With these statements in hand we can convert into quantitative estimates

In [None]:
# Experts provide a plausible range (lower and upper bounds) with a confidence level (e.g., 95%)
expert_ranges = {
    "Expert 1": {"lower": 1.5, "upper": 2.5, "confidence": 0.90},
    "Expert 2": {"lower": 2.0, "upper": 2.4, "confidence": 0.95},
    "Expert 3": {"lower": 1.6, "upper": 2.0, "confidence": 0.75},
}

# Convert ranges to mean and std assuming a normal distribution
for name, data in expert_ranges.items():
    mean = (data["lower"] + data["upper"]) / 2
    std = (data["upper"] - data["lower"]) / (2 * norm.ppf((1 + data["confidence"]) / 2))
    expert_ranges[name]["mean"] = mean
    expert_ranges[name]["std"] = std

# Calculate the aggregated mean from the weighted means
aggregated_mean = sum(
    weights[i] * expert_ranges[f"Expert {i+1}"]["mean"] for i in range(len(weights))
)

# Calculate the aggregated variance from the weighted variances
aggregated_variance = sum(
    weights[i] * (expert_ranges[f"Expert {i+1}"]["std"]**2 +
                  (expert_ranges[f"Expert {i+1}"]["mean"] - aggregated_mean)**2)
    for i in range(len(weights))
)

# Compute the aggregated standard deviation
aggregated_std = np.sqrt(aggregated_variance)

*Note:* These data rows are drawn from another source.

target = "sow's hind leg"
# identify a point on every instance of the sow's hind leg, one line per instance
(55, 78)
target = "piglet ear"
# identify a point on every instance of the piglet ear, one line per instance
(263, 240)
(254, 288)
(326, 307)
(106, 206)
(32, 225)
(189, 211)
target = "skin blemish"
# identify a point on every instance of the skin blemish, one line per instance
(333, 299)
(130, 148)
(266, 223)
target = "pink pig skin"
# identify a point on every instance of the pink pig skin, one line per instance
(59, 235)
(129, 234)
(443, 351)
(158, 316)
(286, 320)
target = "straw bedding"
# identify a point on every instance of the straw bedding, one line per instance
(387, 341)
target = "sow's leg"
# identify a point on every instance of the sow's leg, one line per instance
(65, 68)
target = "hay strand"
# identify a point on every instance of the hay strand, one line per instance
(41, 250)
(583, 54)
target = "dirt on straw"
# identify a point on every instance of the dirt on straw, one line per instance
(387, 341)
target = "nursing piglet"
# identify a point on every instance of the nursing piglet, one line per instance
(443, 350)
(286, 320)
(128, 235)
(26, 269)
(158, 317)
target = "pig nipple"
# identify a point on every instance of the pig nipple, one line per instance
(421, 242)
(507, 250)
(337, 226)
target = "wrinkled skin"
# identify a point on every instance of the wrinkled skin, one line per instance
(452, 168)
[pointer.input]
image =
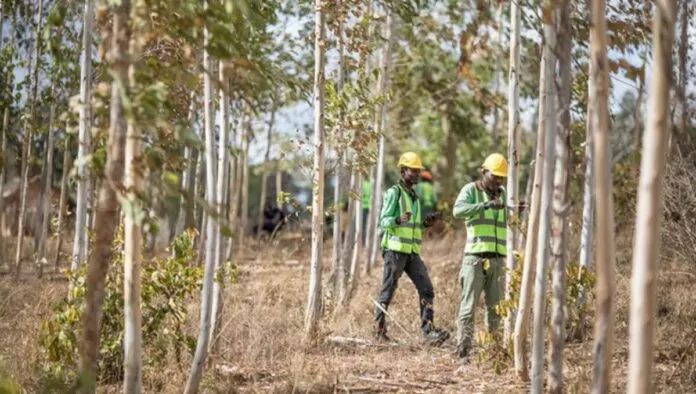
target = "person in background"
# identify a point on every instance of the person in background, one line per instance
(482, 206)
(401, 221)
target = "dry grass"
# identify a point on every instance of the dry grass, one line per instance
(260, 343)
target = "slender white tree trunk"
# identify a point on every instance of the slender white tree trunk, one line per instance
(80, 246)
(218, 300)
(604, 323)
(108, 207)
(646, 246)
(340, 167)
(560, 200)
(530, 251)
(188, 175)
(513, 158)
(265, 174)
(588, 201)
(314, 299)
(343, 273)
(133, 234)
(40, 242)
(380, 121)
(549, 62)
(28, 134)
(196, 373)
(63, 199)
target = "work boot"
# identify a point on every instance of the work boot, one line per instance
(463, 353)
(436, 337)
(381, 335)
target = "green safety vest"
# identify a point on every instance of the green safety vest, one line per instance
(405, 237)
(487, 232)
(425, 193)
(367, 195)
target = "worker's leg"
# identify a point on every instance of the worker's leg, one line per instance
(492, 289)
(418, 272)
(394, 264)
(471, 281)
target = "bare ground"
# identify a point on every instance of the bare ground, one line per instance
(262, 327)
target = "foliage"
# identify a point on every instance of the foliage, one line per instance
(578, 281)
(168, 285)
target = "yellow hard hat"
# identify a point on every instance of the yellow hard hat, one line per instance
(496, 164)
(410, 160)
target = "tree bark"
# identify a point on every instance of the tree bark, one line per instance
(218, 300)
(530, 251)
(67, 160)
(265, 174)
(549, 62)
(28, 135)
(380, 122)
(107, 210)
(513, 159)
(196, 373)
(80, 243)
(133, 235)
(604, 323)
(40, 242)
(559, 228)
(646, 245)
(314, 300)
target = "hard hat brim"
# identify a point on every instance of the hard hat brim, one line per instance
(412, 167)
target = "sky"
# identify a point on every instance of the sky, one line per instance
(293, 118)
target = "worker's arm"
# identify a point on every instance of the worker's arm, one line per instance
(390, 209)
(465, 206)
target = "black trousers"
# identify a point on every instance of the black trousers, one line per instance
(395, 264)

aggregated_pdf = sp.stats.norm.pdf(x, aggregated_mean, scale=aggregated_std)


In [None]:
# Plot individual expert distributions and the aggregated distribution
plt.figure(figsize=(10, 6))
for name, pdf in distributions.items():
    plt.plot(x, pdf, label=f"{name} (Mean: {expert_responses[name]['mean']}, Std: {expert_responses[name]['std']})")
plt.plot(x, aggregated_pdf, label=f"{'Aggregated'} (Mean: {aggregated_mean}, Std: {round(aggregated_std,2)})", color="black", lw=2, linestyle="--")

# Add plot details
plt.title("Sort-of indirect elicitation of Slope in Simple Linear Regression", fontsize=14)
plt.xlabel("Slope", fontsize=12)
plt.ylabel("Density", fontsize=12)
plt.legend()
plt.grid(alpha=0.4)

plt.savefig('indirect.jpg',dpi=300);

All this is but the tip of the elicitation iceberg - there are many other, very complex ways to derive estimates!